The grassroots leader, who is employed by the International Leprosy Elimination Partnership (ILEP), has also previously traveled to Ethiopia and China to share stories about her life and her work.
Prior to attending the ILC yesterday Sept. 12, she participated in the Global Forum of People’s Organisations on Hansen’s Disease, an event co-organised by Japan’s The Nippon Foundation (TNF) and Sasakawa Health Foundation (SHF). The global forum gave her valuable insights into the universal challenges of leprosy-affected and leprosy advocates such as stigma and lack of financial sustainability, Kumari said.
She said she also gained technical education and management skills, which she feels are crucial for success in advocacy.
She added that when she carries out her work in communities across Munger, she has no official identification to show many of the Hansen’s disease-affected persons she comes across, many of whom are weary of strangers as they continue to face discrimination and stigma.
This simple form of accreditation, Kumari said, played a huge role in advocacy against the disease.
“[In] my community, I have nothing to prove that I am an advocate, a knowledge builder. So, people doubt me, they don’t know if they [can] trust me. A simple document of identification can be a big step to build trust between a community worker and her community,” Kumari told IPS.
Maya Ranavare, who works as a treasurer in Association of People Affected by Leprosy (APAL), in western India’s Maharashtra state, says that partnerships among organisations must not remain in closed rooms but should instead result in collective action that reaches communities.
“There is a sense of competition among people’s organisations.
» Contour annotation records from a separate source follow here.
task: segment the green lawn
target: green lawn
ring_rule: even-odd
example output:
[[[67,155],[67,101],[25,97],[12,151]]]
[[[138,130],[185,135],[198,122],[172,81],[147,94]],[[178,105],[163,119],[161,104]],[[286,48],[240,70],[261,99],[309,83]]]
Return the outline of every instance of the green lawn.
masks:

Instead, we must act collectively. Also, if it is a partnership, then there should not be duplicity. Tasks should be distributed evenly. If one organisation is doing mobilisation, other should work on technical education. This will increase everyone’s skill and ability,” Ranavare told IPS.
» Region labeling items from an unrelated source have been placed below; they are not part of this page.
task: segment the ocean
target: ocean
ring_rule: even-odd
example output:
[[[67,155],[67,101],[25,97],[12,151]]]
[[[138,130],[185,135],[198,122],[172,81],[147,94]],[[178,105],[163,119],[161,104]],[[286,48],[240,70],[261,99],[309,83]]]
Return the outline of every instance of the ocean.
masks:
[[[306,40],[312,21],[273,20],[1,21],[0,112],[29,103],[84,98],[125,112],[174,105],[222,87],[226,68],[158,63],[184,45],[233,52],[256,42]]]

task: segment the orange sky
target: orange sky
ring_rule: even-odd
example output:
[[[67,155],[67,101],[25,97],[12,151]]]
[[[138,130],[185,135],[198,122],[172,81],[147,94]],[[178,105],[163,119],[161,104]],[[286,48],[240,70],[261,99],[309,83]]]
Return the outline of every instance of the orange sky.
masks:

According to Dr Arturo Cunanan, the Chief Medical Officer of the Culion Sanitarium and General Hospital in the Philippines, there needs to be programmatic changes in the government public health system. Budgetary allocation, innovation, new research and sensitisation of healthcare workers are all needs of the hour.
“Leprosy elimination is now like a car that has run out of fuel. We need that fuel right now. The fuel is innovation. Take vaccination for example. Why is that even after centuries, we still don’t have a vaccination for universal application?
“Also, we need innovative, easier ways to diagnose leprosy. If you look at Tuberculosis, there are several ways to do a quick test and find out if a person has it. But for leprosy, we still have only clinical test. We need new tools, quicker ways and for all of that we need new investments in innovation, research,“ Cunanan told IPS.
The ILC started runs Sep 10 to 13. The congress will identify the priorities for a future course of action to end leprosy. Currently there are 200,000 new leprosy cases reported every year across the world, with 60 percent of those new cases originating in India.
According to the organisers, the congress will identify the priorities for the future course of action for achieving zero leprosy. The congress also emphasised the importance of partnerships and a new future partnership among the leprosy-affected people’s organisations has already started between HANDA – a Chinese NGO– and PERMATA, an NGO based in Indonesia.
HANDA, which has recently been recognised by the government of China for their skills in project management, finance management and organisational re-structuring, is set to share these crucial skills with PERMATA.
“We will soon host a delegation from PERMATA in our Guanzhou office. They have a special interest in finance management and we are ready to share our expertise and experience in that area with them,” Sally Qi of HANDA told IPS.
SHF was instrumental in building this partnership and encouraged both HANDA and PERMATA to start a dialogue on skill sharing, Qi added.